Apart from continuing its efforts on enforcing competition rules, the CCPC will work with the DBEI to give effect to a number of legislative provisions under the New Deal for Consumers and the Digital Single Market Strategy. As part of the strategy, the CCPC considers it necessary to focus on digital policies and national strategies with a focus on coordinating regulatory powers.

In the meantime, the CCPC and the DBEI are working on the transposition of the ECN+ Directive, which was signed into law in December 2018 with the aim of empowering the competition authorities of the EU Member States to be more effective enforcers and to ensure the proper functioning on the internal market. The ECN+ Directive will come into effect in 2021 and introduce a number of significant changes to the current competition law enforcement regime in Ireland, in particular, the requirement to introduce non-criminal financial sanctions for breaches of EU competition law or breaches of both EU and Irish competition law.

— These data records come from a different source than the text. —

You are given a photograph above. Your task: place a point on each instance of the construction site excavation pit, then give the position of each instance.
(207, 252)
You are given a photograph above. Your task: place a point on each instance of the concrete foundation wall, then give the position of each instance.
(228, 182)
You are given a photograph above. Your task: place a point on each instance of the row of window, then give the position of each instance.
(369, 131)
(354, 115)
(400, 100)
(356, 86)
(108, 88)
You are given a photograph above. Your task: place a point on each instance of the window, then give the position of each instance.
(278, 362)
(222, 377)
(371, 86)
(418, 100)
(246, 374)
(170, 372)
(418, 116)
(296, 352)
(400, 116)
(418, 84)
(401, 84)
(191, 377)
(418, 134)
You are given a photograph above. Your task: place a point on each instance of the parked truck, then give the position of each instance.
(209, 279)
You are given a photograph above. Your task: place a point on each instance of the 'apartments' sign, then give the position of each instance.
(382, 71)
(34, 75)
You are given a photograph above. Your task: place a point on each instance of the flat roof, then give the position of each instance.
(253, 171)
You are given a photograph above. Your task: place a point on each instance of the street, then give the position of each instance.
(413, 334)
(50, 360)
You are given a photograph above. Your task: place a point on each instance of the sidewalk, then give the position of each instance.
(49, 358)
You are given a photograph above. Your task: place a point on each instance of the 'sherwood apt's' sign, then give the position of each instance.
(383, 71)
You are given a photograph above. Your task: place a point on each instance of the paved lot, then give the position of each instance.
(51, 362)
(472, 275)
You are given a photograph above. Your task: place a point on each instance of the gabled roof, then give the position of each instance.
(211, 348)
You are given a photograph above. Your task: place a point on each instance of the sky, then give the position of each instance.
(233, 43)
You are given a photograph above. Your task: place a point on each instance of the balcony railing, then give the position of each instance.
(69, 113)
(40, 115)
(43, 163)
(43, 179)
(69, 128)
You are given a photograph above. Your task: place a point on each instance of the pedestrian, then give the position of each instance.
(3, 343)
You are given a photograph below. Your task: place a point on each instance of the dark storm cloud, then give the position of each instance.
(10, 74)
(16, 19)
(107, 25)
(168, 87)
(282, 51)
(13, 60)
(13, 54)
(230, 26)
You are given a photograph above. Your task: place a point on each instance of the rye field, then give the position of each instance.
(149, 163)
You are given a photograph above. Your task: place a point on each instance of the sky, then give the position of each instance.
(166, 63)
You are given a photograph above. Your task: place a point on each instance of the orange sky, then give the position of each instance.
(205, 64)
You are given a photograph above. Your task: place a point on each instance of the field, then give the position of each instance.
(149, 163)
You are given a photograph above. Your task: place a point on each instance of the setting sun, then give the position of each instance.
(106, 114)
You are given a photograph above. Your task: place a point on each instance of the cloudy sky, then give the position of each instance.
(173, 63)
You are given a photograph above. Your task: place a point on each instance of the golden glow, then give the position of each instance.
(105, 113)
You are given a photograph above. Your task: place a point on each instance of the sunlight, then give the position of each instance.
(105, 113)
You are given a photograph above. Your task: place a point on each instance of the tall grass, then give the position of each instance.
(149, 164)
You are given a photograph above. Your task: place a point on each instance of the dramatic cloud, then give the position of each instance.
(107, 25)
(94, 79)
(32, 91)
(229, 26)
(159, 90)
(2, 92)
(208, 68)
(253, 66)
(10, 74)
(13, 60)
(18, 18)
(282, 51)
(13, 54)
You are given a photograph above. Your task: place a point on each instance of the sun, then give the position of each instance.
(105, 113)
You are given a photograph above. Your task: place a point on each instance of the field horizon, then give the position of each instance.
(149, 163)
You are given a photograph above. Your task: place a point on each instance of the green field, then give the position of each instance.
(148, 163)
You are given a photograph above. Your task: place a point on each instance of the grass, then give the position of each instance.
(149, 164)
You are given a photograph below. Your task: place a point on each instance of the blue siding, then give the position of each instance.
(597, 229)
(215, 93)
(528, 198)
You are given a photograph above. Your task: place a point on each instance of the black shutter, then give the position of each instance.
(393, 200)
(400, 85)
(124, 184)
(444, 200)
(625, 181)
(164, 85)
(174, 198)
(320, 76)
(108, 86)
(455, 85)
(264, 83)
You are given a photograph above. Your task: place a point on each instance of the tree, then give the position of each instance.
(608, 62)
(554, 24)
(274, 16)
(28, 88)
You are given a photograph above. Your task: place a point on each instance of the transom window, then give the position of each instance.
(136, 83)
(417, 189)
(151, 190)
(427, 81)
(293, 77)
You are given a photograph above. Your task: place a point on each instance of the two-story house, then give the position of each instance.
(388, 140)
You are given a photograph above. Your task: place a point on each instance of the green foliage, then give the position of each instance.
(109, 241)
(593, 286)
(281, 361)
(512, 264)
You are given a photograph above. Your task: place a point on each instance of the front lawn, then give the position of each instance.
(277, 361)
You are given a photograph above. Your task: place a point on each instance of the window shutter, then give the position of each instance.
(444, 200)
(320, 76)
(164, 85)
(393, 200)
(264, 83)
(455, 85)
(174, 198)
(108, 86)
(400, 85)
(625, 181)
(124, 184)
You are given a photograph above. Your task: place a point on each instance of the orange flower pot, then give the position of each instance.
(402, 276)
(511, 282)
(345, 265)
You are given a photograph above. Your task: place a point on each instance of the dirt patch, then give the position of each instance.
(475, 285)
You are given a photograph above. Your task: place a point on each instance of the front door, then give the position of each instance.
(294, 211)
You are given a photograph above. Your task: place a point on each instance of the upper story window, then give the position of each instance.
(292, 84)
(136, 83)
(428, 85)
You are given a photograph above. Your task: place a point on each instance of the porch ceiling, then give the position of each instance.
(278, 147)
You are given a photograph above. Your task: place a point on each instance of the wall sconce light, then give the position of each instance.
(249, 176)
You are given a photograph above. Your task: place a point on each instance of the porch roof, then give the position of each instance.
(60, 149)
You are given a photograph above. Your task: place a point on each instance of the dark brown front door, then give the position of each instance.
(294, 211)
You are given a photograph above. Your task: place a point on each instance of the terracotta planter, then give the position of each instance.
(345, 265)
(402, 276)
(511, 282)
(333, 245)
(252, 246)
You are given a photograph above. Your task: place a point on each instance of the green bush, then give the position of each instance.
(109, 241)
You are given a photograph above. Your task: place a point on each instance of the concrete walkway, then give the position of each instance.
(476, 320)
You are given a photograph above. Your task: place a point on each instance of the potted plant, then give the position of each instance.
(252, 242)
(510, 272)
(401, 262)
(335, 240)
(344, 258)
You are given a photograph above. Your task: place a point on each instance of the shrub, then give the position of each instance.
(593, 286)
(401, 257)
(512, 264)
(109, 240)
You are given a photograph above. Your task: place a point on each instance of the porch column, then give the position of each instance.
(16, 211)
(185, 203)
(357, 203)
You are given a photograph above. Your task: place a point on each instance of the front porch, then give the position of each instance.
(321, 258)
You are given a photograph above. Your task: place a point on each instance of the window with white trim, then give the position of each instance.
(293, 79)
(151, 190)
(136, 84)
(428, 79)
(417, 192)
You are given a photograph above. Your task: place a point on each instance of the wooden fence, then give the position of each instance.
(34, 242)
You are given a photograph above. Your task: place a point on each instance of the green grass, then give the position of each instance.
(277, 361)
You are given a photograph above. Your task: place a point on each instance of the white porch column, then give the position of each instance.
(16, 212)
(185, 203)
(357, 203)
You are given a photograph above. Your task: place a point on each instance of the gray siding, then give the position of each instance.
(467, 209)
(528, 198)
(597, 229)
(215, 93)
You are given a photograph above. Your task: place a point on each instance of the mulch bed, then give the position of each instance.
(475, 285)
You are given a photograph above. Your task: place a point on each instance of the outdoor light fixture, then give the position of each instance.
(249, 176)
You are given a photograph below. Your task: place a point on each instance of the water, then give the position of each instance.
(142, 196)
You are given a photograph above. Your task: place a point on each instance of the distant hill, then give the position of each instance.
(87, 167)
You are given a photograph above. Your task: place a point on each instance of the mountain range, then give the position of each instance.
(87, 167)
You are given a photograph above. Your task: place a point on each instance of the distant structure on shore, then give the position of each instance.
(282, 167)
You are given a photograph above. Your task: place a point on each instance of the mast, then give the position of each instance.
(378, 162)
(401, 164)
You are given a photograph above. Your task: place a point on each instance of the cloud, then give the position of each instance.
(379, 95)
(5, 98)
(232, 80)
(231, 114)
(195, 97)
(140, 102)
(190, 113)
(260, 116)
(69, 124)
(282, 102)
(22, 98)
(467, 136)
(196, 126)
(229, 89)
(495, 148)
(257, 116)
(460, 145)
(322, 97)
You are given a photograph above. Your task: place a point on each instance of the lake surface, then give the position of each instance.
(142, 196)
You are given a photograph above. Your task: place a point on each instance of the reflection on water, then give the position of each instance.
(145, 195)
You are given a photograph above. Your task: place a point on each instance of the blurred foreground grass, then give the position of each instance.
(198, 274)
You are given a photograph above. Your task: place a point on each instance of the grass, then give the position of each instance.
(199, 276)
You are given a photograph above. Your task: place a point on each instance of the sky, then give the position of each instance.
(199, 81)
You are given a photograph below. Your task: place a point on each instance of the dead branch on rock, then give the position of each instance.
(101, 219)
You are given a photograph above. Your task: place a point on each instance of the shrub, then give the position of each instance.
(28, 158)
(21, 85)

Another imminent task of the CCPC is to prepare for Brexit. The CCPC will continue to assess and prepare for the impact of Brexit on consumers, businesses and all areas of responsibility by building on and strengthening relationships with UK agencies and authorities, product safety, competition and consumer protection bodies in other EU Member States, and European Commission Directorates.

The CCPC will develop a new Strategy Statement in 2020 to guide the organisation through the years 2021-23.